The MT research group is developing GAZELLE (formerly Japangloss), a system that translates Japanese, Arabic, and Spanish texts into English. The system operates over unrestricted newspaper text. The goal is to improve on existing system's accuracy and to make it easier and faster to devlop MT systems for new language pairs. The R&D work includes parsing and semantic analysis of the various languages, English sentence planning and generation, Interlingua/ontology construction, and lexicon creation for Japanese, Arabic, Spanish, and English. This project started in 1994 and is funded by the Department of Defense.
Designing and developing a new system called SUMMARIST to perform automatex text summarization robustly, using a combination of statistical and linguistics-based techniques, and avoiding brittle techniques such as parsing and semantic analysis as far as possible. This project was started in late 1996 and is funded for the initial threee years by the Department of Defense under the TIPSTER program.
The C*ST*RD system is being built to address the increasingly common problem of information overload.

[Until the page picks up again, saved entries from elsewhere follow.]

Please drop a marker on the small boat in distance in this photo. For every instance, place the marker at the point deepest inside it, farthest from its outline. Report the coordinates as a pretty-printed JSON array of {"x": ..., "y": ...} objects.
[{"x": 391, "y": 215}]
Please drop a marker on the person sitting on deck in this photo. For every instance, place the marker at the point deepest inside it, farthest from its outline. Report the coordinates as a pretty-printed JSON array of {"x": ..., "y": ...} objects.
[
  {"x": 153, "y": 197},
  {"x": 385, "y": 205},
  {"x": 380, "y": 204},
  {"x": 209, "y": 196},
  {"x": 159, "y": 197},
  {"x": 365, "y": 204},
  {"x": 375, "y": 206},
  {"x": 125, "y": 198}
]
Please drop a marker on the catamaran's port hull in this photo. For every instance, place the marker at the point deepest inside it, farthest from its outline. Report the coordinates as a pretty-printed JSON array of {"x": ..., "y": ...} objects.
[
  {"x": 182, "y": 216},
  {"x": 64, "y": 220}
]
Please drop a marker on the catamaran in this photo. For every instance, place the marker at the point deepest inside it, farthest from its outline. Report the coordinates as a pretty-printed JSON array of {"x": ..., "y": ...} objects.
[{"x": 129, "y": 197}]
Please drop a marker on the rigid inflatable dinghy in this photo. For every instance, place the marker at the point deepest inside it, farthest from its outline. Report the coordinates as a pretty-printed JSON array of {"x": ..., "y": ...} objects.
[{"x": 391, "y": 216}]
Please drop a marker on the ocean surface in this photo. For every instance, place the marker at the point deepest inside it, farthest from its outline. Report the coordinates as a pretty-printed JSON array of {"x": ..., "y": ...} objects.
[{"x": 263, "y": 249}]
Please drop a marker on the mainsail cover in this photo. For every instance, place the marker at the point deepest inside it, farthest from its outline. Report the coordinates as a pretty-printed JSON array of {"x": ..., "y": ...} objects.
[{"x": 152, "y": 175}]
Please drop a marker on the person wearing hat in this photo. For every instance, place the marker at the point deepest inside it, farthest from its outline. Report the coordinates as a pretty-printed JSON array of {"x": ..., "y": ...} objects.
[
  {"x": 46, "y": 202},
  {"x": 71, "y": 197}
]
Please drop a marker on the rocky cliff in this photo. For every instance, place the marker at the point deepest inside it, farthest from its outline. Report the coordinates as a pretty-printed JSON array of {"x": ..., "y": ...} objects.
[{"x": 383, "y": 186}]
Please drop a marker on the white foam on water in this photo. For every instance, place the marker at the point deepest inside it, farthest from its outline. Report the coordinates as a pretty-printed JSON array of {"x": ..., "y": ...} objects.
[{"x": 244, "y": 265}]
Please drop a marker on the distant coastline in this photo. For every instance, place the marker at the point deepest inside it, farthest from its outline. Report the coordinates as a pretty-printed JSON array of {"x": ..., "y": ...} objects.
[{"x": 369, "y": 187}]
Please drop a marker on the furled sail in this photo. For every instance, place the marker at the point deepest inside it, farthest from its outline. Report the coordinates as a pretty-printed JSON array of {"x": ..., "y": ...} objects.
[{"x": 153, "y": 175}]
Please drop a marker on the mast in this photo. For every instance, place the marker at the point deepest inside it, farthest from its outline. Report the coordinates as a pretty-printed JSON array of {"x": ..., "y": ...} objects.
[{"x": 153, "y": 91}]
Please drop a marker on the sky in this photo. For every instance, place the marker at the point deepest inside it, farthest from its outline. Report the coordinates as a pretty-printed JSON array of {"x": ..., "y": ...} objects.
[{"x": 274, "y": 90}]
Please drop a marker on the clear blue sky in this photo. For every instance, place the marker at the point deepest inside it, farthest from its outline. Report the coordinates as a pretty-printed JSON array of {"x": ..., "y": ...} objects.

This system is designed to incorporate web access, an information retrieval engine, the MT system GAZELLE, and the text summarization system SUMMARIST, to perform multilingual information retrieval, document clustering and sorting, and user-friendly interfaces. This project started in 1997 and is funded by DARPA.
Working on the construction and assembly of large concept taxonomies for use in Natural Language Processing and other applications, to be used as Intelingua lexicons for Machine Translation and as concept fusion resources for text summarization. Constructing the large ontology SENSUS (in collaboration with other projects at USC/ISI), and helping to build a large ontology to serve as "standard" by merging the upper regions of the Pangloss, CYC, EDR, and other concept ontologies (in collaboration with researchers at IBM Santa Theresa, CYC, Stanford University, EDR Tokyo, and various others). This project is currently unfunded.
Extending and testing theories of discourse structure, and developing text planning, sentence planning, and sentence generation algorithms to structure coherent multisentential texts for various application domains. Earlier, this work included the development of Penman, one of the largest English-language sentence generators built. Current work includes the development of:- NITROGEN, a robust statistics-based sentence generator that works even when given underspecified input,
Construction of Large Lexicons for Various Languages
Recent work included the development and use of Finite State technology for a semi-automated process of creating large lexicons out of machine-readable dicitonaries on CDs and other online resources. The system, called ELECTROLEX, has been used to construct a lexiconof 142,000 Japanese items by merging the contents of 11 CD-based dictionaries and online lexicons and to extract over 40,000 Arabic words from a CD dictionary.
Research done in the early 1990's focused on developing theoretical foundations and algorithms for some central problems in multimedia human-computer interaction, including the management of multilodal interactions under discourse principles and the automatic coordination and allocation of information across media. This work is in collaboraiton with Dr. Yigal Arens of USC/ISI.